Nice Ride’s 3-Month Update is Awesome

Nice Ride crushed it with their 3-month update blog post. They broke down how things are working at levels well beyond what I’m used to seeing from non-profits. This level of transparency should be applauded.

For example, here’s a map they published showing the usage rates of the active 65 kiosks in the network:

Nice Ride Kiosk Use

I love this kind of data. Here are a few takes on what I see, based on being a Nice Ride subscriber, someone who’s been to all 65 kiosks, and a bit of an analytical geek.

1. The U of MN’s numbers seem low, but the timeframe is before school started. A college student who has to cross between the East and West Banks should be able to justify an annual subscription just for the time savings crossing the Mississippi river.

2. Kiosk density seems to help. Kiosks at the outer edges of the current network – especially in North, where the density is lacking currently – are the ones with the lowest usage. If you can go N-S-E-W from a kiosk, it’s going to do better. I mentioned this in the comments of a post on Johnny Northside where they were discussing locations for the 5 new kiosks that are planned for North. While it would be cool to expand the geography well beyond what Nice Ride covers today, I think the system will have the most chance of success if it grows in, say, 6 city block increments in any direction it chooses to expand in. Beyond that, it loses out on the power of the network.

3. Population density is another key to success. Just like transit, having enough people within walking distance of a stop is key to making the numbers work. Uptown, downtown and the U of MN have that going for them. As things expand beyond core high density neighborhoods, use will likely be lower because less people live within walking distance of kiosks. This may be an issue for the new stations being added in North Minneapoils since there are so many foreclosures up there, the density of population may not be all that high.
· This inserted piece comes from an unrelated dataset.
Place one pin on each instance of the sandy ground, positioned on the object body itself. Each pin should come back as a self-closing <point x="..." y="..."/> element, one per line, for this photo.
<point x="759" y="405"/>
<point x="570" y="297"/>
4. One thing that may improve the maps at the kiosks is to help people understand where they could realistically get to within 30 minutes via the Nice Ride bikes. The range is larger than most people probably realize. For example, I’ve picked up bikes at my closest kiosk, Birchwood Cafe, and cruised to downtown, Dinkytown, and St. Anthony Main with no additional trip charges.

5. Ladies, step it up. Only 38% of the trips have been done by women? You can do better.

6. The system is far from profitable at this point. For example, a grant from the city is helping expand the network into North Minneapolis by 5 kiosks for $228,500. That figure closely mirrors ($244,247) what the organization has earned in user fees to date. They have grants, sponsorships, and advertising that help bridge the gap.

That’s what comes to mind. Check out the reports. They have a ton of excellent information that helps explain how things are going.

6 thoughts on “Nice Ride’s 3-Month Update is Awesome”

  1. A couple of thoughts – Though I agree with you that women ought to take advantage of the system more often, I’m wondering if usage of women is lower due to their disproportionate responsibility for the care and transport of children, which requires a vehicle. Also, whether the fact that women are discouraged from being alone in public at night or early in the morning, even if cycling, for fear of attack, would have something to do with it. Some parts of the bicycle paths can be lonely.

    I really wish they would have had this service when I lived in the Cities with no car or bicycle for years – I would definitely have used it all the time!

  2. Pingback: Nice Ride Bike-Sharing is Performing Quite Nicely — Secrets of the City — Minneapolis + St. Paul
  3. Ed – the most useful part of this data set is that it allows us to compare stations with each other – and subscription offers with each other. Without some sort of benchmark, this data doesn’t allow us to evaluate the overall success of the program, does it? I’m curious to know how these measurements compare to Nice Ride’s projections and estimates for their first 3 months.

  4. One more thought – I like your idea about kiosk density, bit it also appears that there are quite a few outliers, doesn’t it? A number of stations on the functional edge of Nice Ride’s service area in Uptown, Midtown Exchange, Dinkytown, Northeast, and North Loop are getting a lot of use. These areas all seem to correlate pretty well with your idea #3 about population density. I wonder if the trend we’re seeing in the downtown area with a core of well-used stations isn’t due to population density (or land use intensity) rather than kiosk density.

  5. Regarding kiosk density, while I understand there’s a station map at every kiosk and riders ought to be using it, I think knowing there’s a pretty good chance I’m going to be able to SEE a kiosk to leave the bike at as I ride to my next destination would be nice, especially if I’m combining this with another mode of transit.